In January 2021, Damien McGuinness of BBC published an investigated report on “Nazi Ravesbruck camp”, where “female SS guards enjoyed home comforts at a camp where they tortured thousands of inmates”.
Presenting testimonies of victims of these women, the author of the article suggests, “Sometimes the women are portrayed as exploited victims. At other times as sadistic monsters.” He points out a very crucial fact about female tortures who are dedicated to the cause of an ideology, “The truth is more horrifying. They were not extraordinary monsters, but rather ordinary women, who ended up doing monstrous things.”
What the BBC correspondent concludes is true in other ideological, extremist movements. In September, 2017, Jane Lavender of the Mirror reported on “horrifying confessions of female ISIS torturers” who revealed they enjoyed hurting women – especially in front of dads and husbands. The woman was a member of an all-female jihadist gang and told how she relished torturing her female victims in front of their distraught families. “The terrifying reality of life as a female ISIS torturer has been laid bare as a deserter reveals she “enjoyed” hurting other woman”, write jane Lavender.
This was not the only report on female tortures in the ISIS. Other news outlets such as Aljazeera and Daily Mail published accounts on female jihadists who killed and tortured people in Syria, as a new horrific phenomenon in the history of human rights abuse. However, the international community must come to know that female torturers could have been found in the Mujahedin Khalq Organization (MKO/ MEK/ PMOI/ Cult of Rajavi) since the group’s leader, Massoud Rajavi, settled the hegemony of women in his cult of personality, during the 1980’s.
The news media have not been able to cover firsthand accounts on female torturers in the MEK because the group severely controls arrivals and departures of its camps. Nonetheless, the testimonies of defectors of the group, who expose dreadful facts on maltreatments and tortures committed by MEK commanders, mostly female, against their own members, are simply accessible.

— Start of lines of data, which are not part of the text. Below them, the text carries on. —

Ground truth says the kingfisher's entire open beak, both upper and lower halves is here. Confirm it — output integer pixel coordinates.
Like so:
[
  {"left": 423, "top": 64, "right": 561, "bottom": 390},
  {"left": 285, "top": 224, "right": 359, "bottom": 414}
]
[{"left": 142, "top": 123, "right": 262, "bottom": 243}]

Maryam Sanjabi, escaped the Cult of Rajavi in 2009. She eventually wrote a book about her experience of living inside the MEK. She writes of female commanders who interrogate and torture dissident members inside the cult-like system of the MEK.
“Mahvash Sepehri was one of the major commanders to suppress every voice of dissent in the group,” Maryam writes. “About two hundred members were tried by Mahvash Sepehri. They were eventually jailed in solitary confinement, mentally and physically tortured.” Maryam Sanjabi believes that Mahvash Sepehri is the responsible for killing a girl named Nasrin Ahmadi under torture.

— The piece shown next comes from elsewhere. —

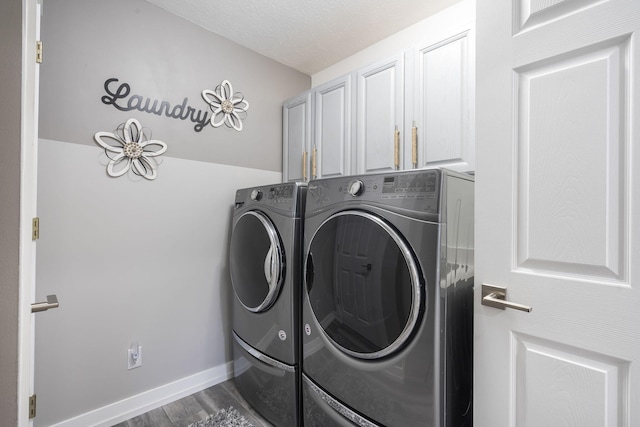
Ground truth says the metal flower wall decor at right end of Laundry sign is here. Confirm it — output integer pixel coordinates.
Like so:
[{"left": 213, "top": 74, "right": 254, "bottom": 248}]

Mohammad Reza Mobin, former member of MEK wrote a series of articles on female torturers in the Cult of Rajavi. He revealed horrific facts on how members of the group were interrogated and tortured by female commanders. In particular, he explained about a woman named Forough Pakdel.
“Forough Pakdel was one the main commanders who tortured me,” he writes. “Along with Fazel, she interrogated me. They almost tried to kill me during the six months of solitary confinement.” MohammadReza endured the most sever tortures, as he says, only because he had criticized the leaders’ discriminatory attitude toward members.
Nasri Ebrahimi, a female ex-member of the MEK joined the group when she was only 14. It took her only two years to be a victim of torture by female commanders. “The interrogators were usually, Fahimeh Arvani, Forough Pakdel, Mahnaz Bazzazi, Mehri Haji Nezhad, Batul Rajai and Hajar Tahmasbi,” Nasrin says.
“They wanted me to confess that I was the agent of the Iranian regime and I did not want to confess such a false allegation.”, Nasrin says. “During the entire time of the interrogation sessions Mahnaz Bazzazi and Forough Pakdel were shouting at me, calling me names.”
About the human rights violations committed by female commanders of MEK, the testimonies of former members are countless. Women in the MEK commit crimes, due to the same reasons that other women in Nazi and ISIS establishments committed them.
In a radical system, moral boundaries can be simply transformed or removed. The leader who rules the system –that can be Hitler, Abubakr Baghdadi or Massoud Rajavi—allows violence. In these totalitarian systems, members are charged with strict tasks in the hierarchy. The tasks should be done without any excuse. As a result, any criminal task is normalized in the hierarchy. Victims of the violence are considered as not being human kinds.
Female commanders of the MEK are brainwashed in such a radical totalitarian system that can turn ordinary women to torturers.